Fourth Flash Season generally suceeds

By Ben Dross, Staff Writer

“The Flash” came running back onto screens Oct. 13 with a wild season four premiere, but is still stumbling over some speed bumps as it tries to transition from a rocky season three.


Keeping in routine with previous seasons, “The Flash” opened four months after the season three finale. That being said, most of the first episode is dedicated to exploring the new dynamic between most of the characters in the wake of the departure of many characters in the season 3 finale. It is probably best to go through each episode by character, instead of chronologically, explaining what’s new and if it will be a good fit for audiences as the Flash tries to rebound from last years’ disappointment.


The episode opens with Iris West (Candice Patton) delivering the opening monologue, instead of our friend the Flash himself, Barry Allen (Grant Gustin). Iris has taken over as the lead in Barry’s absence, managing Barry’s former sidekicks Wally West aka Kid Flash (Keiyan Lonsdale) and Cisco Ramon aka Vibe (Carlos Valdes). This episode reminds many viewers  Iris West’s difficult character last season, and it is not looking like this will change.


Iris West, now Barry’s fiance,  has gone absolutely crazy following Barry’s disappearance. She has become stricken with grief and is taking it out on others. She even refuses to accept Barry’s inevitable return, as he comes back from his hiatus twenty minutes into the episode. Her character is impulsive, stubborn, and downright rude to her friends. Team Flash is supposed to be a balance, with everyone helping out Barry, not Iris. Iris is  so prominently featured that it weighs down the rest of what was overall a successful premiere.


The supporting cast holds up well. Joe West (Jesse L. Martin) is still an expertly-crafted character. He’s getting his confidence back, as evidenced by his new girlfriend moving in with him. He’s beginning to move on from the loss of his wife and trusting others. The man still serves as a great father and advice giver to Barry, Wally, and Iris. His monologue about faith was well delivered and will serve as a central theme for season four. The way that the Flash will overcome his demons this season will be by following Joe’s advice about faith, and putting his faith in his fellow teammates.

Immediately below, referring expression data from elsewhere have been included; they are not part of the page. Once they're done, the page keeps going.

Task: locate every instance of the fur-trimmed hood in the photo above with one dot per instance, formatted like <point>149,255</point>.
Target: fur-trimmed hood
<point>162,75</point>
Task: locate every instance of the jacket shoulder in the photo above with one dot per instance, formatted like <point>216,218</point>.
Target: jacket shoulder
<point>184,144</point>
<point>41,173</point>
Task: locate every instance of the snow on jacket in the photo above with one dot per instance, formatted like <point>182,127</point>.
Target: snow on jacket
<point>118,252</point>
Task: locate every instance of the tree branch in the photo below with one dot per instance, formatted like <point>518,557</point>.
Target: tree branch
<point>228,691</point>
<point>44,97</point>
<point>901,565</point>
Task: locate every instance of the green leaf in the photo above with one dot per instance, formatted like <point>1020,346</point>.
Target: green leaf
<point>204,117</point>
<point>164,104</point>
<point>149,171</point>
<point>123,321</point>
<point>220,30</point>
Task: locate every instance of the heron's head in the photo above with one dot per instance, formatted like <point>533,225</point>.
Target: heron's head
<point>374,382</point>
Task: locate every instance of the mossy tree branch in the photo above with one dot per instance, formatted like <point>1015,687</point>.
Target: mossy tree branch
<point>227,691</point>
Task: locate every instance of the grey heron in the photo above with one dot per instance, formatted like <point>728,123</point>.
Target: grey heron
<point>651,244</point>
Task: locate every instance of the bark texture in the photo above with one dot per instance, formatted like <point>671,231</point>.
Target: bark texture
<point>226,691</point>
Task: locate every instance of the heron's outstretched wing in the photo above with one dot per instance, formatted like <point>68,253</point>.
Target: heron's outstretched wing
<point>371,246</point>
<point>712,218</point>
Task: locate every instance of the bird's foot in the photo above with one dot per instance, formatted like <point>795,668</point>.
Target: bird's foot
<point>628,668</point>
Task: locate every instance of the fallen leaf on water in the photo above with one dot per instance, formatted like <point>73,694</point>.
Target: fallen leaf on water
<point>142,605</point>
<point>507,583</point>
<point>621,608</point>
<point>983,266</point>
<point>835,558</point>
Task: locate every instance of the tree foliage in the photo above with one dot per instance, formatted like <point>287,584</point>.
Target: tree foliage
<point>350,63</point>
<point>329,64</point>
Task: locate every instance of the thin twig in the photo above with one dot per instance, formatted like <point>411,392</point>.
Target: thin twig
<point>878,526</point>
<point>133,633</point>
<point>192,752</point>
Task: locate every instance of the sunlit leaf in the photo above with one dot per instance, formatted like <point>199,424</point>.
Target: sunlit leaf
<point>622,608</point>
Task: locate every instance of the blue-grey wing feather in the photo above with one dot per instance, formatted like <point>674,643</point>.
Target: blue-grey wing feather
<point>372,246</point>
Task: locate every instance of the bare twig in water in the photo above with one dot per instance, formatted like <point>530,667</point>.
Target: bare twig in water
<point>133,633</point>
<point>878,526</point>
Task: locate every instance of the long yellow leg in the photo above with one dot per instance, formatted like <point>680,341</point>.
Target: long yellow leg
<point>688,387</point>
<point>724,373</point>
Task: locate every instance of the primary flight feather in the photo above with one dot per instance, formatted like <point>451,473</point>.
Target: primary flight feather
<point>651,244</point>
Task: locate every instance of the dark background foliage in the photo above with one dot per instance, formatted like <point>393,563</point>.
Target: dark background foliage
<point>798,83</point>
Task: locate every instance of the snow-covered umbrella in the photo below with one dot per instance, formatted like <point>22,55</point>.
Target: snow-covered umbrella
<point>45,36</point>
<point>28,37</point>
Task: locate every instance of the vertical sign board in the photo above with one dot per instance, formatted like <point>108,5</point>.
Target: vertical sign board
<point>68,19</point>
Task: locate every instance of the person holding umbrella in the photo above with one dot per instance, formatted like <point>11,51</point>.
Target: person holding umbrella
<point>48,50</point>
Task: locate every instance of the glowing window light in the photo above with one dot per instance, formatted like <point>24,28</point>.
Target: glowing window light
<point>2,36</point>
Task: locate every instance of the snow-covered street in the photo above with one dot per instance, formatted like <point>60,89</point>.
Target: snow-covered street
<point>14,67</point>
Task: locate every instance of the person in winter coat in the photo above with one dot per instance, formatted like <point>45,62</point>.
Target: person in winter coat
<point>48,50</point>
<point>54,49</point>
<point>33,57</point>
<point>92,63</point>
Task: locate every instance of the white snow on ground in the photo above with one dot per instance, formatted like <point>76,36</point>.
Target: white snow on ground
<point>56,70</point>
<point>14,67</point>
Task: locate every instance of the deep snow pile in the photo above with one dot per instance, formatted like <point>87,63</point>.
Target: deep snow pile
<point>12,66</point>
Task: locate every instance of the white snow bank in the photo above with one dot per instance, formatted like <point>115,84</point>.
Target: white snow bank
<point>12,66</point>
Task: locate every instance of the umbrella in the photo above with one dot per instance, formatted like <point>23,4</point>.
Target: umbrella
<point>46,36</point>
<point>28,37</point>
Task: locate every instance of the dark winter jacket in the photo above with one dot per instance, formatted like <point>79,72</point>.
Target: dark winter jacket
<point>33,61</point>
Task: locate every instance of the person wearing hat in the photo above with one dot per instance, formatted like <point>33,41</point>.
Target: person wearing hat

Wally West is looking right again. After a traumatic and dark season three story line for Wally, he gets a brighter future in season four. He’s confident, funny, and determined to become a hero this season. He does not get lost and overwhelmed anymore when dealing with tough decisions and foes. He fought two super villains in this episode, both without struggling. He even donned Barry’s costume in the beginning, a good comic callback to when he was the Flash of the comic book world. As viewers, we can only hope that  there will be more of Kid Flash the super sidekick and less of sad, melodramatic Wally this season.


Cisco and Caitlin Snow aka Killer Frost (Danielle Panabaker) are back. One is returning to his roots, and the other is blazing a new trail. These character developments were both awesome moves by The Flash’s writers. Cisco was a funny geek in the shows’ beginning, but got caught up in some drama in season three. In this episode, he made plenty of pop culture references and comic book references to intrigue the audience. He’s always good for a laugh and a fan favorite. Caitlin, on the other hand, was struggling as a “goody two shoes”. After her transformation into a villain last season, Killer Frost found the sweet spot on Tuesday as an anti-hero, walking the line between good and bad. She helped Team Flash, while getting aggresive. Hopefully, we see her walk this line all season long.


Finally, the Flash himself is back. He returned from his service to the speed force, and he claims to be stronger than ever. He thinks five times faster, and has run faster than anyone before, earning the title of the fastest man alive in this episode. The episode did not really focus on Barry, and more set up his supporting cast. That’s ok, however, as the show will obviously feature him more prominently in the next 25 episodes.


Briefly, the plot is worth mentioning. While the plot was too Iris centric, with the Flash relying on her for everything in this episode, and supporting characters being scolded by her, that was the only real drawback. In the end, there was lots of action as multiple super villains were featured and we saw Wally, Barry, Cisco, Caitlin, and Joe fight crime. It’s rare to get that much action in one episode, and it was sorely missed by loyal viewers.


All in all, it is exciting to have the Flash back on the air. The show looks poised to learn from its over-dramatic season three and build off of its action-packed season four premiere.